A question for the experts: In my scripts it occasionally happens that I need a conditional (if ... then) jump to the beginning of the script. In 'Basic' I would have used the frowned upon "goto" script-start; but how do I realize this in my script? There are certainly better ways.

#! /bin/bash

start() {
echo "Welcome to 'my script'"
}

function1() {
code1
}

function2() {
code2
}

critical_funktion() {
if [[ condition... ]]; then
   echo " ... "
fi
}

function3() {
code3
}

# ━━━━━━━━━━━━━━━━━━━━━━━━━━━━━━━━━━━━━━━━━━━

# main program
start

function1
# evaluation function1

function2
# evaluation function2

critical_funktion
# evaluation critical_funktion
if [ $? -eq 0 ]; then
	echo "all right"
else
	**goto start ???**
fi

function3
# evaluation function3

exit 0

Hi graulwolf,

Yes, there are certainly better ways. I'll show one, I determine better. The method is to put the part that is repeated into a loop.

An example:

while :; do
     start
     function1
     function2

     # if critical_function returns zero -> break out of the loop. 
     # else: repeat the loop
     critical_function && break
done 

# continue further with the program
function3 

exit 0

If the block within the loop is too big, you can move the block into another function and just call that function in the loop.

Regards,
joker

2 Likes

I think you're talking about continue and break statements.

1 Like

@joker - fyi - you missed the invocation of function3 as per the requestors initial post, you may want to modify your examples logical accordingly.

I guess a 'while-loop construct' is the right way to the solution. Based on joker's idea :smile: I've written a mini test-script, which runs exactly as expected, with the following script flow:

#!/bin/bash

start() {
	echo "Welcome to 'my script'"
	echo ""
}

function1() {
	echo "here runs function1"
	echo ""
}

function2() {
	echo "here runs function2"
	echo ""
}

critical_function() {
	echo "here runs critical_function"
	read -p "Input 2 variables: " var1 var2
	if [ "$var1" == "$var2" ]; then
		tag=0
		echo "critical_function: all right"
	else
		tag=1
		echo "critical_function: input error"
	fi
}

function3() {
	echo "here runs function3"
}

# continue further with the program function3

# ━━━━━━━━━━━━━━━━━━━━━━━━━━━━━━━━━━━━━━━━━━━

# main program

while : ; do
	start
	function1
	function2
	# if critical_function returns zero -> break out of the loop. 
	# else: repeat the loop
	critical_function
		if [[ "${tag}" -ne 0 ]]; then
		continue
		fi
		break
done

function3

exit 0

Besides using loops instead of goto another basic advice in programming is to avoid global variables whenever possible, because of increased risk of interference of different program parts.

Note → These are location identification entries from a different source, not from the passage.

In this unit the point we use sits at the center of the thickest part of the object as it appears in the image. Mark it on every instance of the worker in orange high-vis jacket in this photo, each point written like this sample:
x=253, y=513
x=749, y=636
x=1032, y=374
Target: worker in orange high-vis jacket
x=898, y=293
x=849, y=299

I have another improvement suggestion for your program, keeping the program flow as you introduced it, using the exit code of a function and a local variable with a visibility scope only within a function.

critical_function() {

    # declare the variable named "tag" as local 
    # only accessible within this function
    local tag

	echo "here runs critical_function"
	read -p "Input 2 variables: " var1 var2
	if [ "$var1" == "$var2" ]; then
		tag=0
		echo "critical_function: all right"
	else
		tag=1
		echo "critical_function: input error"
	fi
    return $tag
}

# main program

while : ; do
	start
	function1
	function2
	# if critical_function returns zero -> break out of the loop. 
	# else: repeat the loop
	critical_function && break
done
1 Like

Yes, that's it - just tested and what shall I say "perfect!"
Thank you very much for the improvement. :hugs:

  1. optimization: negate the condition, so continue is last - and can be omitted.
    critical_function
    if [[ "${tag}" -eq 0 ]]; then break; fi
    # the following "done" continues anyway
  1. optimization: use exit status
    return $tag

and

    critical_function
    if [ $? -eq 0 ]; then break; fi
  1. optimization: directly take the exit status
    if critical_function; then break; fi
  1. can be shortened using a logical AND that skips the second command if the first command is false(bad/nonzero exit status).
   critical_function && break
1 Like

Thank you for the further optimizations (Vielen Dank für die weiteren Optimierungen) :hugs:

Just wanted to explain. It ends up with @joker 's solution.

Ok, all clear. Your explanation was more related to my 1ˢᵗ trial; anyway now I'm focusing on joker's modified script. Thanks again. :smile:
btw: My question may be marked as 'solved'.